А когда с каникул приходили в школу и зима уже начинала сдавать, а весна брала свое и солнце заливало через широкие окна повеселевший класс и в голове был дурман и ничего та самая голова ни в математике, ни в истории не соображала, и когда наступала большая перемена, то выбегали мы, пятиклассники в коротких пиджачках в школьный опытный сад уже свободный от снега и носились по нему, как жеребята: бестолково и радостно, охваченные непонятным воодушевлением, томлением и нетерпением.
   А потом весна еще набирала обороты. Оживлялась дворовая жизнь: к вечеру выходили женщины играть в лото. Они сидели за столом на широких деревянных скамьях и громкими, серьезными голосами выкрикивали непонятные мне слова: калачики,барабанные палочки, дедушка …
  Высыпали на двор ребятишки и кучковались всяк по своему.
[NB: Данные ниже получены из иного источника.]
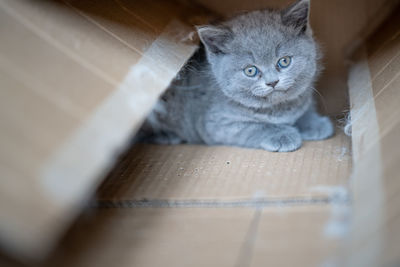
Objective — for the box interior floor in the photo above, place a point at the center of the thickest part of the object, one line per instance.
(78, 77)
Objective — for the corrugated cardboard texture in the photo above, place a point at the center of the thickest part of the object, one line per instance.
(216, 206)
(376, 132)
(228, 173)
(339, 25)
(76, 78)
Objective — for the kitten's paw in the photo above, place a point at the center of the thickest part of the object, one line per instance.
(318, 128)
(284, 139)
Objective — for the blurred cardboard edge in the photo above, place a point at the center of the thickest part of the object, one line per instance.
(38, 205)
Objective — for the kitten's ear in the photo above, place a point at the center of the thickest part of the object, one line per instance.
(215, 38)
(297, 15)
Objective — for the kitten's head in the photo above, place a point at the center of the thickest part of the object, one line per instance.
(262, 58)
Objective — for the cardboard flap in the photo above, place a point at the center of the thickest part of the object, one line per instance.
(76, 78)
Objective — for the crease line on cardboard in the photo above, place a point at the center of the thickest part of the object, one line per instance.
(367, 186)
(242, 203)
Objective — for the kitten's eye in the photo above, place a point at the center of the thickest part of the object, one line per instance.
(284, 62)
(251, 71)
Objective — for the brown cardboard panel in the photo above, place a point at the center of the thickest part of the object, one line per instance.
(384, 56)
(198, 237)
(49, 68)
(155, 237)
(201, 172)
(33, 141)
(295, 237)
(375, 238)
(69, 79)
(91, 45)
(387, 103)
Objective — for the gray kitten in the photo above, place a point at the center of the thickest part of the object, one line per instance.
(250, 84)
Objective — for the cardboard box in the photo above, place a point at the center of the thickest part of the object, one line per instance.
(78, 77)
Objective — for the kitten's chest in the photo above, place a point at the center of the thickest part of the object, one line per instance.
(284, 114)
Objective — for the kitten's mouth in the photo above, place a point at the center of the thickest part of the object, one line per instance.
(262, 92)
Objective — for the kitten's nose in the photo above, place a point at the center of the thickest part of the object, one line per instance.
(272, 84)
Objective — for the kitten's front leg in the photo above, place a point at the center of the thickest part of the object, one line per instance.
(313, 126)
(275, 138)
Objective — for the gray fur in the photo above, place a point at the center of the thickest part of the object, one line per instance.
(213, 102)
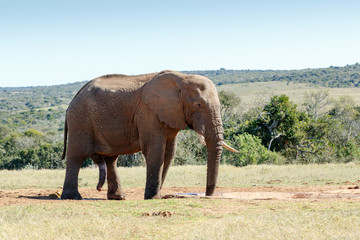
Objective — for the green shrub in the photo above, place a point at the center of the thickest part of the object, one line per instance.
(251, 151)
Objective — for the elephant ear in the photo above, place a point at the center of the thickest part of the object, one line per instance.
(162, 95)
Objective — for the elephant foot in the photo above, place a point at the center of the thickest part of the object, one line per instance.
(152, 196)
(71, 195)
(115, 196)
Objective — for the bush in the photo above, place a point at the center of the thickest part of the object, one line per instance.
(251, 151)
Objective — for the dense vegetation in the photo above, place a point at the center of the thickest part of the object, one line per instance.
(277, 131)
(338, 77)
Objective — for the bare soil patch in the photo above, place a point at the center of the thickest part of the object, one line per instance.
(289, 193)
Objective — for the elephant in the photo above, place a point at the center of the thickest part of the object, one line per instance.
(119, 114)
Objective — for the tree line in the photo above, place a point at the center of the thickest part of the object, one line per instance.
(275, 132)
(333, 77)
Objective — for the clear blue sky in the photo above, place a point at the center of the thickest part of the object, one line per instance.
(54, 42)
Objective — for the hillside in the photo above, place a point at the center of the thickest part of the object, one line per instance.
(43, 108)
(334, 77)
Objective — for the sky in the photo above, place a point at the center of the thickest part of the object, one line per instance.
(57, 42)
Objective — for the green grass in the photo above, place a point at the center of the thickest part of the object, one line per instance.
(194, 176)
(191, 218)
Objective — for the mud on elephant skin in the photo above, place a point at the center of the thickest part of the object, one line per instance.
(118, 114)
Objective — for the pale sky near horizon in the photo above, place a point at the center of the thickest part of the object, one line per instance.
(56, 42)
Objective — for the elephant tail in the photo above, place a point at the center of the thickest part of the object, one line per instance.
(102, 175)
(65, 139)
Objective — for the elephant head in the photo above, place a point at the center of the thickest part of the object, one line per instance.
(181, 100)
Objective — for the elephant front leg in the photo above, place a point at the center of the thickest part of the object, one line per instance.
(115, 191)
(70, 188)
(154, 169)
(169, 155)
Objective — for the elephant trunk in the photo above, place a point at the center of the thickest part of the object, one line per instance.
(214, 143)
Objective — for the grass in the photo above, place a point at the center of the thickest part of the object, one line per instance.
(191, 218)
(194, 176)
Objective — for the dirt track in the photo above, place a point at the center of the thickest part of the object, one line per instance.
(33, 196)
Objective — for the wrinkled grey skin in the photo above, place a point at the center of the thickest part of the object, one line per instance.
(118, 114)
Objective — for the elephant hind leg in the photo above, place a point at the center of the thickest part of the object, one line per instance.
(78, 152)
(100, 161)
(70, 188)
(115, 191)
(169, 155)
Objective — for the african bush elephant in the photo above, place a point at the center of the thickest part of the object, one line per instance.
(118, 114)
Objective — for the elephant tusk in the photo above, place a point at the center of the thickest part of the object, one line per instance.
(231, 149)
(202, 139)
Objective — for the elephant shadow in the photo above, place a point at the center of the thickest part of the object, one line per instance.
(53, 197)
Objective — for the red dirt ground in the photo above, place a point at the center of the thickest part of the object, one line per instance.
(294, 193)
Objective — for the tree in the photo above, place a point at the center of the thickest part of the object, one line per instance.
(315, 102)
(278, 121)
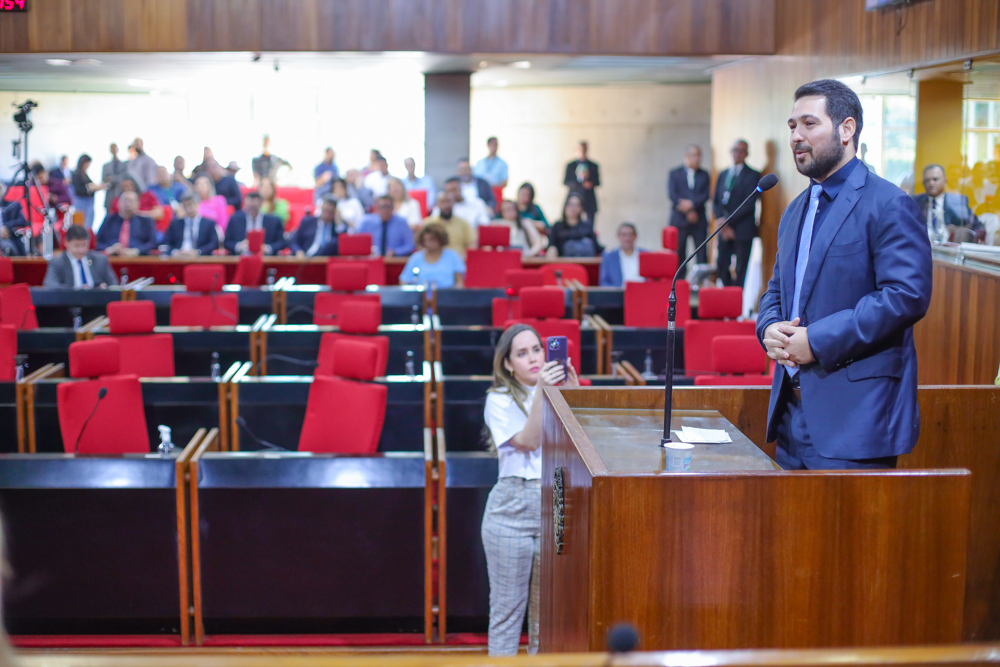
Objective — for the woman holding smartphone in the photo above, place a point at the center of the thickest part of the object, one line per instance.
(512, 521)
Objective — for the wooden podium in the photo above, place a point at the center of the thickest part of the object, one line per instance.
(736, 553)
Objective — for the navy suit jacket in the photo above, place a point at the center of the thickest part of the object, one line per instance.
(274, 232)
(677, 189)
(206, 241)
(306, 233)
(142, 233)
(867, 283)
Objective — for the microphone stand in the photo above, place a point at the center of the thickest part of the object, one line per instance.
(766, 183)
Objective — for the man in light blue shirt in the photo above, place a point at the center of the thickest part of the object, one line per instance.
(491, 168)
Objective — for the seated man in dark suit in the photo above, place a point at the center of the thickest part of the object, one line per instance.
(191, 235)
(251, 218)
(940, 209)
(79, 267)
(317, 237)
(126, 233)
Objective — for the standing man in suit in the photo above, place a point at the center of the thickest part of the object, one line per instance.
(79, 267)
(735, 185)
(191, 235)
(582, 176)
(126, 233)
(249, 219)
(940, 209)
(852, 277)
(688, 188)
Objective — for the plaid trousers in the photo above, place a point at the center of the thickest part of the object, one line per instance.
(511, 533)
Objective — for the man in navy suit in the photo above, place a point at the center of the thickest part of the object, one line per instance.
(688, 188)
(126, 233)
(852, 277)
(251, 216)
(191, 235)
(736, 238)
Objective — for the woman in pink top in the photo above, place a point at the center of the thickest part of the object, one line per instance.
(212, 206)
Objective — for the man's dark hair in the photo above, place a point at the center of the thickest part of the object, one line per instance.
(77, 233)
(841, 103)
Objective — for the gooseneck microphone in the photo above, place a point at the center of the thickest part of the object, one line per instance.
(100, 397)
(763, 185)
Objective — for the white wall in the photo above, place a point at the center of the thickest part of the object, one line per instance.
(637, 134)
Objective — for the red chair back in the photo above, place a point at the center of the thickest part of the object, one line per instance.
(569, 272)
(487, 268)
(646, 303)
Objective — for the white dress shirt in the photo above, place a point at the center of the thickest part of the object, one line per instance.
(505, 420)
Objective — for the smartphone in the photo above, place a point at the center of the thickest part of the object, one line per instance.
(557, 349)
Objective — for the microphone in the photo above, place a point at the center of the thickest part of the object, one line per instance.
(242, 423)
(765, 184)
(100, 397)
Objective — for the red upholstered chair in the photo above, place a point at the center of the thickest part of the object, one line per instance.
(714, 304)
(249, 270)
(118, 424)
(509, 307)
(494, 236)
(348, 281)
(544, 308)
(568, 272)
(647, 303)
(358, 319)
(16, 307)
(210, 308)
(345, 412)
(142, 352)
(8, 352)
(670, 238)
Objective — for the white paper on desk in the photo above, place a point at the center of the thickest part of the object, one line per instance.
(703, 436)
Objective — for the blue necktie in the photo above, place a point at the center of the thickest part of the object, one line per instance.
(802, 259)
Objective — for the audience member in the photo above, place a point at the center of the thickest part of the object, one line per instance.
(142, 167)
(688, 188)
(79, 267)
(325, 173)
(377, 180)
(126, 233)
(732, 188)
(391, 236)
(523, 234)
(573, 236)
(491, 168)
(405, 206)
(942, 209)
(529, 209)
(317, 237)
(190, 235)
(582, 176)
(84, 189)
(472, 187)
(111, 174)
(473, 211)
(435, 264)
(266, 164)
(621, 265)
(412, 182)
(211, 205)
(271, 203)
(252, 218)
(351, 210)
(461, 236)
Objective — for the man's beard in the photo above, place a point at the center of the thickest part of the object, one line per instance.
(824, 158)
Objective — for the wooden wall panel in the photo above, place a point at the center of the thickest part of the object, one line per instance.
(638, 27)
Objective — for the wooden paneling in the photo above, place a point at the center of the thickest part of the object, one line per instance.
(958, 341)
(640, 27)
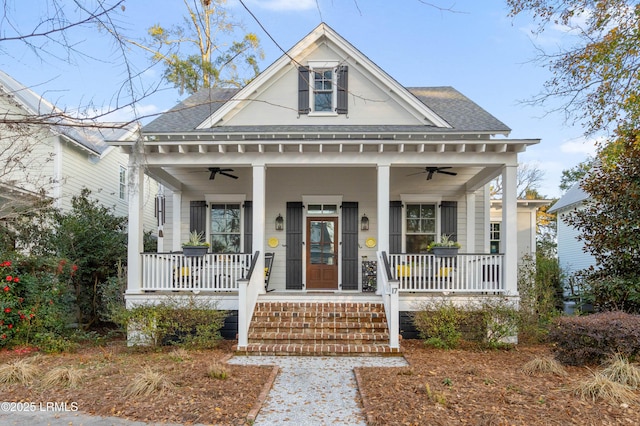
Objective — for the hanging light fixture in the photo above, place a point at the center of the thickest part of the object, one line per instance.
(364, 223)
(279, 223)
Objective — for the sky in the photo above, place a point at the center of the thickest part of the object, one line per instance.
(471, 45)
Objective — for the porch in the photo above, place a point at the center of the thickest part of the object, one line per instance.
(318, 322)
(415, 273)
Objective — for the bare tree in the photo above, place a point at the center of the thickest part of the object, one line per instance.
(529, 177)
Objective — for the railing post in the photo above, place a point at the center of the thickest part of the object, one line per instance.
(394, 321)
(243, 320)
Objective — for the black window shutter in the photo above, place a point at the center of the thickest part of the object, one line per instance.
(198, 217)
(449, 219)
(248, 226)
(303, 90)
(350, 245)
(343, 89)
(294, 246)
(395, 227)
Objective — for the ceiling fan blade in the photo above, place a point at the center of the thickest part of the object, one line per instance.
(228, 175)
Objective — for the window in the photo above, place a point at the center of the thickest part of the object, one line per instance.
(316, 209)
(323, 88)
(494, 237)
(123, 182)
(420, 227)
(225, 228)
(323, 91)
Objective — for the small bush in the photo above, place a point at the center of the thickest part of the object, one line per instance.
(146, 383)
(439, 324)
(22, 371)
(543, 365)
(444, 325)
(181, 322)
(593, 338)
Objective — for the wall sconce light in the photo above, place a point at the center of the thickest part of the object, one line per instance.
(364, 223)
(279, 223)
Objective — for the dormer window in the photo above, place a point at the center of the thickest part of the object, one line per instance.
(323, 89)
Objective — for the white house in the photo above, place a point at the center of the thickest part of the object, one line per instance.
(526, 226)
(343, 175)
(42, 152)
(571, 254)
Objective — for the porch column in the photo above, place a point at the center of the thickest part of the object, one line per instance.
(471, 222)
(259, 197)
(135, 188)
(509, 230)
(176, 210)
(383, 214)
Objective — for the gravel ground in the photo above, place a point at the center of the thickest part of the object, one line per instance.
(314, 390)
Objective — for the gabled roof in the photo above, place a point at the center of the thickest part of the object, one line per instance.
(463, 115)
(445, 110)
(90, 136)
(575, 195)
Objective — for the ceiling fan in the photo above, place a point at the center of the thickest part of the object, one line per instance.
(430, 171)
(218, 170)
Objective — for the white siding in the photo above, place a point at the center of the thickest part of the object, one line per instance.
(368, 103)
(570, 251)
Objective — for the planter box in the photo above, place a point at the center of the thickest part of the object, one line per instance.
(194, 251)
(445, 251)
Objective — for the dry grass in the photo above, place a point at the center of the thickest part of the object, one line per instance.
(179, 355)
(217, 370)
(620, 370)
(63, 377)
(543, 365)
(601, 387)
(146, 383)
(22, 371)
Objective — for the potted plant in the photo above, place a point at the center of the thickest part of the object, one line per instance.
(446, 247)
(196, 246)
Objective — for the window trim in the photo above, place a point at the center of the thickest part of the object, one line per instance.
(122, 183)
(419, 199)
(226, 199)
(314, 66)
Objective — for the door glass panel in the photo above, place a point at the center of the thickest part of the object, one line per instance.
(322, 243)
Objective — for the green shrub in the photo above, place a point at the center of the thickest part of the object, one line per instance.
(439, 323)
(593, 338)
(540, 290)
(492, 322)
(187, 322)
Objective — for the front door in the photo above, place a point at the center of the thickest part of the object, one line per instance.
(322, 253)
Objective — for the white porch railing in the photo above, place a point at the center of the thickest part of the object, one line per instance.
(211, 272)
(390, 299)
(464, 273)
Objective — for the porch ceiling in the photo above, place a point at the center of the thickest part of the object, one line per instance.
(352, 143)
(407, 177)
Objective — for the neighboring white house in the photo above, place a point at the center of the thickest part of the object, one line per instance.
(329, 163)
(571, 254)
(48, 154)
(527, 214)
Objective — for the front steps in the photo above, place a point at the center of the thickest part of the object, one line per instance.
(318, 328)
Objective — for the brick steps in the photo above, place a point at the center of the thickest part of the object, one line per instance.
(323, 328)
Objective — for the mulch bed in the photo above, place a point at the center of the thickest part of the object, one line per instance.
(467, 386)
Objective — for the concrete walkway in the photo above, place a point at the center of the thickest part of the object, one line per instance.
(314, 390)
(307, 391)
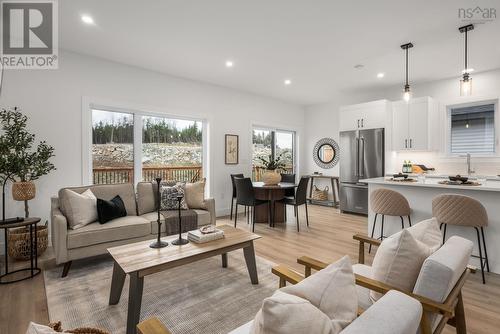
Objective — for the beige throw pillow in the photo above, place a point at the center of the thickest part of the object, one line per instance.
(398, 261)
(302, 308)
(81, 209)
(195, 195)
(333, 291)
(283, 313)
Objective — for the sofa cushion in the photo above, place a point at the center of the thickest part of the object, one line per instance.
(104, 191)
(283, 313)
(441, 271)
(81, 208)
(117, 229)
(203, 218)
(398, 261)
(364, 300)
(333, 291)
(195, 195)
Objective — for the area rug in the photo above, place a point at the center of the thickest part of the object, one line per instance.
(201, 297)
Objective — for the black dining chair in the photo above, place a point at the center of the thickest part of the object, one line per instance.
(299, 199)
(288, 178)
(245, 195)
(233, 176)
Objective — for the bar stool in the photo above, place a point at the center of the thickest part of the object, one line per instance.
(388, 202)
(460, 210)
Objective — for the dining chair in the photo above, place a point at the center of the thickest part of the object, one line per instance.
(298, 200)
(245, 195)
(463, 211)
(387, 202)
(233, 197)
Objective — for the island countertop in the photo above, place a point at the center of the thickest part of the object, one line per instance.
(433, 182)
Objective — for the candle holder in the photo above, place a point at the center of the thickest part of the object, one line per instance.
(180, 241)
(158, 243)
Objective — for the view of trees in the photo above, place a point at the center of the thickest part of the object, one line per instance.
(154, 131)
(262, 137)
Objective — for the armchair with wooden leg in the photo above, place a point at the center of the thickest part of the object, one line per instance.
(438, 287)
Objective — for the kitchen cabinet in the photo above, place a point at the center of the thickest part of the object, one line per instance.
(413, 124)
(370, 115)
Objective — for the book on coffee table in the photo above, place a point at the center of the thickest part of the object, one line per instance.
(198, 237)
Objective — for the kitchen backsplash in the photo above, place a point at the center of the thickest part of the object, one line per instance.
(444, 165)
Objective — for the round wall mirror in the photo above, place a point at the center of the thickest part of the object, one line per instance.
(326, 153)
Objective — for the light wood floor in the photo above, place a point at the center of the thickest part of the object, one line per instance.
(328, 238)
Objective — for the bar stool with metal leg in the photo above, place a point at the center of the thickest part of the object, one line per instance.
(460, 210)
(388, 202)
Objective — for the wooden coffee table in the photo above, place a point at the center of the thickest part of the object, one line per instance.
(139, 260)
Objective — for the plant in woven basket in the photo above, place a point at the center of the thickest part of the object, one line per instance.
(272, 164)
(20, 161)
(271, 177)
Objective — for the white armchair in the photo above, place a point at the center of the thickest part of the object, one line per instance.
(379, 319)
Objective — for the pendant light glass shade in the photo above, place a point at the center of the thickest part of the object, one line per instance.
(406, 91)
(407, 94)
(466, 87)
(466, 82)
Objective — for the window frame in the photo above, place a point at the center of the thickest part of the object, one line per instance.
(273, 131)
(472, 103)
(138, 112)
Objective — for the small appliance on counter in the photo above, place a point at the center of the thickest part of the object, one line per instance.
(420, 169)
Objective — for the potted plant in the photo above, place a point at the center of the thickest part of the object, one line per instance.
(20, 161)
(272, 166)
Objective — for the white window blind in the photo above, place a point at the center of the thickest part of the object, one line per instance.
(473, 129)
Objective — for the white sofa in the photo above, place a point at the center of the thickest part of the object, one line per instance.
(379, 318)
(94, 239)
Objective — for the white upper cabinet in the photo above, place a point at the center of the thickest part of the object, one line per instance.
(370, 115)
(413, 124)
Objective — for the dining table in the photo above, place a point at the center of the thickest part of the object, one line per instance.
(271, 193)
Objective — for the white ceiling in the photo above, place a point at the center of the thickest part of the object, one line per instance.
(315, 43)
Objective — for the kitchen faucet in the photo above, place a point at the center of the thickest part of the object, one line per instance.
(469, 169)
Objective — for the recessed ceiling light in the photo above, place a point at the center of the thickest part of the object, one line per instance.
(87, 19)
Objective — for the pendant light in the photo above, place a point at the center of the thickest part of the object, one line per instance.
(406, 92)
(466, 82)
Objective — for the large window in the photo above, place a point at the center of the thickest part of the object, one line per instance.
(274, 143)
(473, 129)
(168, 148)
(112, 147)
(171, 149)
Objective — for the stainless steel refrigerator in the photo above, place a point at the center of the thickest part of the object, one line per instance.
(361, 157)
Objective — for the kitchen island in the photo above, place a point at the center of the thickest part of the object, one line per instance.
(420, 194)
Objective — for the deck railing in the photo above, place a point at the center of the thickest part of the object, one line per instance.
(106, 175)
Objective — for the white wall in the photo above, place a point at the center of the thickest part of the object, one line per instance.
(322, 120)
(53, 102)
Помимо чижика играли в городки, в лапту, в жоску, в денежные игры: выбитка, пристенка.. Были любители игры в ножички.  И эти игроки в другие игры не играли, поскольку ночижки требовали особой сноровки и долгой практики. Девчонки играли в штандер, классики, испорченный телефон…
 Бегали, играли допоздна, пока из окон не раздавались звонкие крики: «А-ня! До-мой!», «Ни-на! До-мой!»
«до-мой- до-мой-…»  только эхо и отдавалось.
 А потом темнело. Двор быстро пустел. И теплая пахучая ночь опускалась на уставший за день город.